To suggest that access to suicide for the able-bodied might constitute an unjustified advantage over those with disability stretches the fabric of societal discourse to breaking point and beyond. It also threatens to undermine public support for human rights by weakening trust in proportionality within the Irish Human Rights Commission.
The zeal of the Human Rights Commission to use arguments in favour of this position is exemplified by their use of a landmark ruling in 2002 of the European Court of Human Rights, Pretty v UK. This determined that a ban on assisted suicide was not a breach of human rights: you would be hard-pressed to extract this central fact from the submission of the Human Rights Commission.
The legal team then turned to the UN Convention on the Rights of Persons with Disability.

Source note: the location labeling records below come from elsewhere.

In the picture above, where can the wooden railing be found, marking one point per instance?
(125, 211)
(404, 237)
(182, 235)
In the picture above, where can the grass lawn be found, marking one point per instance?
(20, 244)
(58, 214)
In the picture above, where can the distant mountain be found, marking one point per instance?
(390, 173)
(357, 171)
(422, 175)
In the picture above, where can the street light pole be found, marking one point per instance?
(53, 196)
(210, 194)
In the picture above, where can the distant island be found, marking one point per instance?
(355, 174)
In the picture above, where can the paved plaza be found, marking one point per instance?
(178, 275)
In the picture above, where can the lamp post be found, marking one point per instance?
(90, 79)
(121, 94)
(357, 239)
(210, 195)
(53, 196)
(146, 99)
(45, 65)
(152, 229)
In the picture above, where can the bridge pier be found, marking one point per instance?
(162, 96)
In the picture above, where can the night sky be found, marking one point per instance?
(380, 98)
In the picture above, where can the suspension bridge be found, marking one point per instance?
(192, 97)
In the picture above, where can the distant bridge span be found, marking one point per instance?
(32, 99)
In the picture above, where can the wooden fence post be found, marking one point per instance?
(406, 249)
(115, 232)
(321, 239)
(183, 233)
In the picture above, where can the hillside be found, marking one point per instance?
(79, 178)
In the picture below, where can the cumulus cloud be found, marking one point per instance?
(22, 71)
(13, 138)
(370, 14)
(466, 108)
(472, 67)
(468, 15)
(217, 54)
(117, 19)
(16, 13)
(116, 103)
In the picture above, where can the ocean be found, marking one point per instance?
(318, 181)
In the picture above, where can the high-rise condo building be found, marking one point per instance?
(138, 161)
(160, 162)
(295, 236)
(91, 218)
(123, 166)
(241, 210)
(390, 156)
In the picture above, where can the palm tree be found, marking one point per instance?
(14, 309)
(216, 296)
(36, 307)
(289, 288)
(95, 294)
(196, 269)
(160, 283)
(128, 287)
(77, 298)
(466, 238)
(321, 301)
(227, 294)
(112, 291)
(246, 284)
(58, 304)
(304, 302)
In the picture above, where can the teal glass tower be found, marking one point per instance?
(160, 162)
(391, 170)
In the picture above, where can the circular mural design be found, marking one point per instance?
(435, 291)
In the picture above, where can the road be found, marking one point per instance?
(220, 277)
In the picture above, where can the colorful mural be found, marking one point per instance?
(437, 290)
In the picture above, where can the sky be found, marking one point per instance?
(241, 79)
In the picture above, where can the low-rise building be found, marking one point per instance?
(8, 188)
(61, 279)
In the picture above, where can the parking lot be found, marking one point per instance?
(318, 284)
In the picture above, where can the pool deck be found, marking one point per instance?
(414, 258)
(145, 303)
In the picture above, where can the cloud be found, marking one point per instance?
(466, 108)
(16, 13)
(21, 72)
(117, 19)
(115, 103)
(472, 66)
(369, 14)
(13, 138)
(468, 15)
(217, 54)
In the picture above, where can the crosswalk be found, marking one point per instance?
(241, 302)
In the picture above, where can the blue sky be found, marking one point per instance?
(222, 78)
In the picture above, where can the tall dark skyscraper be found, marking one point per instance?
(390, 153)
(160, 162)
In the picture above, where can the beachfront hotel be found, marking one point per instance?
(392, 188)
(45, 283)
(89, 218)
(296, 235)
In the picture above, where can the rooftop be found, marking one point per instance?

Despite mentioning at the outset the interlinked nature of the four cardinal principles—equality, autonomy, participation, and solidarity—the submission then pursued the first two themes at the expense of the latter two. The dangers of an unfettered hegemony of autonomy is well-recognised in philosophy and clinical ethics and is blindingly obvious here.
Indeed, the use of the phrase “ultimate expression of autonomy” for ending one’s life is also unhappy. While “ultimate” in literal terms of being the last action, it is not ultimate in terms of the best or highest exercise of autonomy, as autonomy can clearly no longer be practised after that point.
Human rights are an important aspect of healthcare, although it can be challenging to navigate between the hierarchies of rights, sometimes in conflict with each other.
A national commission for human rights is an important component of formulating a balanced societal response to supporting the recognition and nurturing of human rights. However, a national brief mandates due consultation, proportionality, and inclusivity in potentially divisive matters. This is particularly important in terms of legal issues since the law is anethical by nature and its deliberations often black and white in nature.
It is a pity for human rights in Ireland that the Human Rights Commission chose a legalistic and unbalanced approach to this issue. The commission might usefully have liaised with clinicians and ethicists in developing its submission, as the complexities of permissive attitudes to assisting in death for those with disability might then be more obvious to the commission and its lawyers.
Perhaps more to the point is the low profile on the commission’s website of activity relating to a more relevant aspect of the UN charter to people with disability, that of the right to the highest attainable standard of healthcare. Access to services for people with disabling illness, such as stroke, is very poor by European standards; the forthcoming national audit of dementia is also likely to make depressing reading; and palliative services for non-cancer illnesses are still under-developed.
Developing a sharp focus on access and equality for those with disability to these services would restore trust in this potentially important vehicle for human rights in healthcare in Ireland.
1. O’Neill D. Learning from the Vikings: Hávamál and occupational rehabilitation, Occup Med, 2013 (in press)
Desmond O’Neill is a consultant physician in geriatric and stroke medicine, and a co-principal investigator in the Irish National Audits of Stroke Care and Dementia Care.